Two. I would claim that – to a certain extent – the tradition of Language Poetry in special is not transferable to any other national context. Or put it that way: it’s influence at that level will come more through works that have not been translated, or are not translatable. I may not be the right person to say this, having being responsible for a volume of translations of the work of Charles Bernstein into Finnish, but then again, he can already be said to be part of the Finnish poetry scene – not as imported poetic “content”, but as an active actor.

Three. The influence of Language writing outside its “homeland” is bound to happen on a transnational level. The case in point is today’s situation in Scandinavian countries where there is an active transnational movement along the lines of what we have seen in US and Canada. As in North America, there is a lot of resistance to that new development – resistance that is always expressed on a national basis. On another hand, the fact of this new development taking place on transnational level helps to activate certain fundamental tenets of Language writing: not being directly tied to any native language as such, the new international poetries will come to chart even more unprecedented territories. I have proposed a concept of literature of “Barbaric English” – the English spoken as a second language.
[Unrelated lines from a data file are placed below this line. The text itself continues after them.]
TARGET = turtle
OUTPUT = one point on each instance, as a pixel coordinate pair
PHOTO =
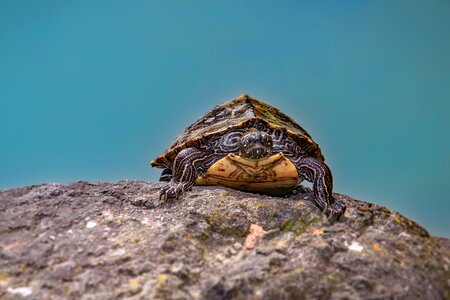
(249, 145)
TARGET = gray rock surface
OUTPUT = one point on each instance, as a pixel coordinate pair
(87, 241)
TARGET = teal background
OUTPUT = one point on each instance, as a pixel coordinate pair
(93, 90)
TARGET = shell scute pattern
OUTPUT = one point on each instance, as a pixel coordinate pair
(226, 122)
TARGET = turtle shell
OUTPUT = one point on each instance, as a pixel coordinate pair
(234, 114)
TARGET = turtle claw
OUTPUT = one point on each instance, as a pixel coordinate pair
(173, 190)
(335, 210)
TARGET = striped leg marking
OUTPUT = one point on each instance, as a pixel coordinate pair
(187, 166)
(320, 175)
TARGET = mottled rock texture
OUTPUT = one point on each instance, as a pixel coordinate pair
(91, 241)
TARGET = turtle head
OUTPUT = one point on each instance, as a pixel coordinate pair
(256, 144)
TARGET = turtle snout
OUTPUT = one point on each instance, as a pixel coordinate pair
(256, 145)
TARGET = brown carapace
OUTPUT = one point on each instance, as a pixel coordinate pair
(248, 145)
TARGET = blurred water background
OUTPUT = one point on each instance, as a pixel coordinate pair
(93, 90)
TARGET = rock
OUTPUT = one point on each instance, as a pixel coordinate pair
(87, 241)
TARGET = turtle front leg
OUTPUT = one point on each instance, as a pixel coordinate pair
(319, 174)
(187, 166)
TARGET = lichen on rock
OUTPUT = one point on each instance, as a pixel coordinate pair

This has now developed into an interest of all kind of barbarized versions of all the languages involved (I just finished a longish poem in Norwegian, a language I don’t know enough even to know what I have said in the piece.) These development will evidently pose new challenges for American poets, many of whose, if truth be told, are only too complacent with only disfiguring their own dear English.

Four. More than any other poetry before it, the body of the Language poetry will change when translated. (Something like that definitively happened to a Bernstein poem I translated without even looking at it – and to another, which originally is in gibberish, yet now has definitive content in Finnish and Swedish, as well as more gibberish versions based on those.) In fact, the implanting of the Language tradition into the transnational space will be a process and undertaking comparable to the radical misprision effected by Pound vis-a-vis traditional Chinese poetry – except that the misplacements here, because of the more “undecided” and heterogeneous nature of “original”, will be more substantial. In fact it will be more a question of creating altogether new poetry based on beneficial misunderstandings and contextual changes.

Five. A word on China is in place in this context. I started by alluding to the international situation during the early years of Language poetry. Now, as we all know, China will have a growing impact to the present one in future. I’m aware that something similar to the process that led to the growth of Language movement is already taking place in China and in Chinese – the Internet acting as a crucial enabler even here. Of course, one can only regret certain restrictions that the Chinese government, with the help of Western online giants, has effected here. We must hope they will be lifted – as I believe they will. I recently read that with its present Internet penetration of 10 percent, China is now the second biggest Internet country, only a little behind the US, with its 90 percent penetration. Sooner than we in West even realize, Chinese will be the dominant language of the Internet. This will open enormous new possibilities for the Chinese poets to creatively misunderstand also the tradition of Language poetry, perhaps ending up with one more large scale misprision across the continents.

To describe that eventuality, we could say, along with Charles Bernstein, at the end of his essay “The Revenge of the Poet-Critic, or The Parts Are Greater Than the Sum of the Whole”:
I open the door and it shuts after me. That is, the more I venture out into the open the more I find it is behind me and I am moving not toward some uninhabited space but into a maelstrom of criss-crossing inscriptions. The open is a vanishing point – the closer I get to it the greater the distance from which it beckons. And I begin the journey again.
Now that’s what I would call happiness.